Etzioni’s excitement, however, was muted. Artificial intelligence was not nearly as advanced as it might seem, he said, pointing to the earlier Allen Institute’s competition that stumped the AI systems with an eighth-grade science test.
The Allen Institute improved on that earlier effort much quicker than many experts — including Etzioni — expected.
Its work was largely driven by neural networks, complex mathematical systems that can learn tasks by analyzing vast amounts of data. By pinpointing patterns in thousands of dog photos, for example, a neural network can learn to recognize a dog.
In recent months, the world’s leading AI labs have built elaborate neural networks that can learn the vagaries of language by analyzing articles and books written by humans.
At Google, researchers built a system called Bert that combed through thousands of Wikipedia articles and a vast digital library of romance novels, science fiction and other self-published books.
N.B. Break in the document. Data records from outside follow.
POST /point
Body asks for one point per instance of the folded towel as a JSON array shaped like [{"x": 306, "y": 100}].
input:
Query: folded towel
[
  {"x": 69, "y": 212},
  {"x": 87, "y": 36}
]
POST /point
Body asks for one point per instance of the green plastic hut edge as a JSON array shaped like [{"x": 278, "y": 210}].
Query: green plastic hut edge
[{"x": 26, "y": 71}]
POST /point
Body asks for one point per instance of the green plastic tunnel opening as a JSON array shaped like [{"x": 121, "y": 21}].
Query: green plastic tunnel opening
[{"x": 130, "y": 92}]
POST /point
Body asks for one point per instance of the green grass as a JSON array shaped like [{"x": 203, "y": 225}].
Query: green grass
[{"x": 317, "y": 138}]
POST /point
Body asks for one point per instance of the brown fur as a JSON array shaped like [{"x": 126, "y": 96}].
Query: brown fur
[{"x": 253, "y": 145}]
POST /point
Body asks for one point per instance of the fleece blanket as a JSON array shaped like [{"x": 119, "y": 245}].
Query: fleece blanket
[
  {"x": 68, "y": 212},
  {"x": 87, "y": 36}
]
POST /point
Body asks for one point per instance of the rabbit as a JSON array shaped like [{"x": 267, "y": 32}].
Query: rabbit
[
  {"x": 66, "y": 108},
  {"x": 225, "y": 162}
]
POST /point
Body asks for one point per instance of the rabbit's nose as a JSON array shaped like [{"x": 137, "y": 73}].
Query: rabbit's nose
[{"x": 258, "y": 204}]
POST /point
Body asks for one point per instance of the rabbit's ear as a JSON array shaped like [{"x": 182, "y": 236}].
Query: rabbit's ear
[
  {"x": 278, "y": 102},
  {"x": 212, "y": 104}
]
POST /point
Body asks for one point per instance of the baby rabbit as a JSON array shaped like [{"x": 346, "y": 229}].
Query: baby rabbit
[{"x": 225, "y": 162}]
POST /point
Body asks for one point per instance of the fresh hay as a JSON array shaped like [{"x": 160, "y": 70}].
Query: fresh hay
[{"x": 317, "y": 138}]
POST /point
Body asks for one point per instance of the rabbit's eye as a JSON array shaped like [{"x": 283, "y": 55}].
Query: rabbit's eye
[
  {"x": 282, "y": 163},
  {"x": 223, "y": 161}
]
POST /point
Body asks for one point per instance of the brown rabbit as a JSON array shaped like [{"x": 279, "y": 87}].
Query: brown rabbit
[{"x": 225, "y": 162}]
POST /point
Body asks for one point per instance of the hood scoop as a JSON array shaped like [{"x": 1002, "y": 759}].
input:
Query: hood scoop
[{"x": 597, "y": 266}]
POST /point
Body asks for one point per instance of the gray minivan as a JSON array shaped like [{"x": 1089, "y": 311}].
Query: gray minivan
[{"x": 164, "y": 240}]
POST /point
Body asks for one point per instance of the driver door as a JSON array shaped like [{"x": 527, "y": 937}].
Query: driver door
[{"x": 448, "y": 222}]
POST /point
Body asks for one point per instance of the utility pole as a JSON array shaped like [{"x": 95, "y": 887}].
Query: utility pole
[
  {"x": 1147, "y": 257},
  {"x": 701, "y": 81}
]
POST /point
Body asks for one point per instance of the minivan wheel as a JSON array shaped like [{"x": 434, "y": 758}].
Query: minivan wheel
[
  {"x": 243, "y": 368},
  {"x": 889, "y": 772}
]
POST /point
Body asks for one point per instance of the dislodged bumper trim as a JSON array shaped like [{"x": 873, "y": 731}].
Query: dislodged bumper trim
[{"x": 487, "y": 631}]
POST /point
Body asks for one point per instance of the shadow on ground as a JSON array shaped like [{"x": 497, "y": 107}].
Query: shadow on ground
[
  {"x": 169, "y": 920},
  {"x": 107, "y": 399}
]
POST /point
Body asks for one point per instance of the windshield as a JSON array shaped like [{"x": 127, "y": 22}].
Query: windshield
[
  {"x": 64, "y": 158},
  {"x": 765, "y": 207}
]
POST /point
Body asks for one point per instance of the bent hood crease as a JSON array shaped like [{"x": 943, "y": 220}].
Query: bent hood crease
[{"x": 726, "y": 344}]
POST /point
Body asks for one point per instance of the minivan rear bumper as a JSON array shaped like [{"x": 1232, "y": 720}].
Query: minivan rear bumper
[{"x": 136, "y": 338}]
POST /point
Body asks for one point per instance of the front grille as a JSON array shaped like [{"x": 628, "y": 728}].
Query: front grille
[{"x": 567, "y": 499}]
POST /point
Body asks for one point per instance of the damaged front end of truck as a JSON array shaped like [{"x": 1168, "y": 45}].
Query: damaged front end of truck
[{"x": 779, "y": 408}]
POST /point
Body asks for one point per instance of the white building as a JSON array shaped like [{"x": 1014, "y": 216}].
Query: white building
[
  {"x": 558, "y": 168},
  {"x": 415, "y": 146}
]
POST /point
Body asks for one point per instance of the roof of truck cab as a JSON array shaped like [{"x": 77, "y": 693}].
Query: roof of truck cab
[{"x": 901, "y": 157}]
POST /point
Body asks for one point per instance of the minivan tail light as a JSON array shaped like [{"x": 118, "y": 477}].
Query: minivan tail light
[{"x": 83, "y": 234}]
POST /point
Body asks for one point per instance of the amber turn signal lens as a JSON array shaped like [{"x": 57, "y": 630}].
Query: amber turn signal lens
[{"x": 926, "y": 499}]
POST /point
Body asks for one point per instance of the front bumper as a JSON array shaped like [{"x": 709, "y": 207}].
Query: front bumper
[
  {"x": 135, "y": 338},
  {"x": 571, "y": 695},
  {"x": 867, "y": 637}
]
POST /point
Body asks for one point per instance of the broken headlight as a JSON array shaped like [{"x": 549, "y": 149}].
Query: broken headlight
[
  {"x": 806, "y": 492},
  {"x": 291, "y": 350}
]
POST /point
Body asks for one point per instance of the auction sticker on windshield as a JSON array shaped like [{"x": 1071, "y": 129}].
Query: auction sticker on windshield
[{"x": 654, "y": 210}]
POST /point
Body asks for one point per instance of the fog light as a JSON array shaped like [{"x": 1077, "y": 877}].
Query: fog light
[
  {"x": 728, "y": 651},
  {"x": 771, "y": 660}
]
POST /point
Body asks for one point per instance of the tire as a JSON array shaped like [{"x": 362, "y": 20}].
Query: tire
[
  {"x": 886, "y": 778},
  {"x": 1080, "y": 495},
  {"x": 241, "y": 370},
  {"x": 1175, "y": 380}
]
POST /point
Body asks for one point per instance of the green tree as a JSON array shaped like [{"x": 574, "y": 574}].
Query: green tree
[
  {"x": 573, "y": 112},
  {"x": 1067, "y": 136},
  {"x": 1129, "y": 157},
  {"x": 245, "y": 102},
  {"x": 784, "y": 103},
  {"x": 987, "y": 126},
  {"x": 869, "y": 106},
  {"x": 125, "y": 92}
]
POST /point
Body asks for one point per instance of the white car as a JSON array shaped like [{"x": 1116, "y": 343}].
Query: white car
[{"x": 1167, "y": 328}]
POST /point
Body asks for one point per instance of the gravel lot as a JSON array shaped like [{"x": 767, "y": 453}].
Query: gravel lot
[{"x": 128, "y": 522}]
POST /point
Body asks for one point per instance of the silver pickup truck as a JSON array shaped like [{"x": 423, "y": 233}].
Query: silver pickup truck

Through analyzing all that text, Bert learned how to guess the missing word in a sentence. By learning that one skill, Bert soaked up enormous amounts of information about the fundamental ways language is constructed. And researchers could apply that knowledge to other tasks.
The Allen Institute built their Aristo system on top of Bert technology. They fed Bert a wide range of questions and answers. In time, it learned to answer similar questions on its own.
Not long ago, researchers at the lab defined the behavior of their test-taking system one line of software code at a time. Sometimes they still do that painstaking coding. But now that the system can learn from digital data on its own, it can improve at a much faster rate.
Systems like Bert — called “language models” — now drive a wide range of research projects, including conversational systems and tools designed to identify false news. With more data and more computing power researchers believe the technology will continue to improve.
But Etzioni stressed that the future of these systems was hard to predict and that language was only one piece of the puzzle.
Liu and her fellow Microsoft researchers have tried to build a system that can pass the Graduate Records Exam, the test required for admission to graduate school.
The language section was doable, she said, but building the reasoning skills required for the math section was another matter. “It was far too challenging.”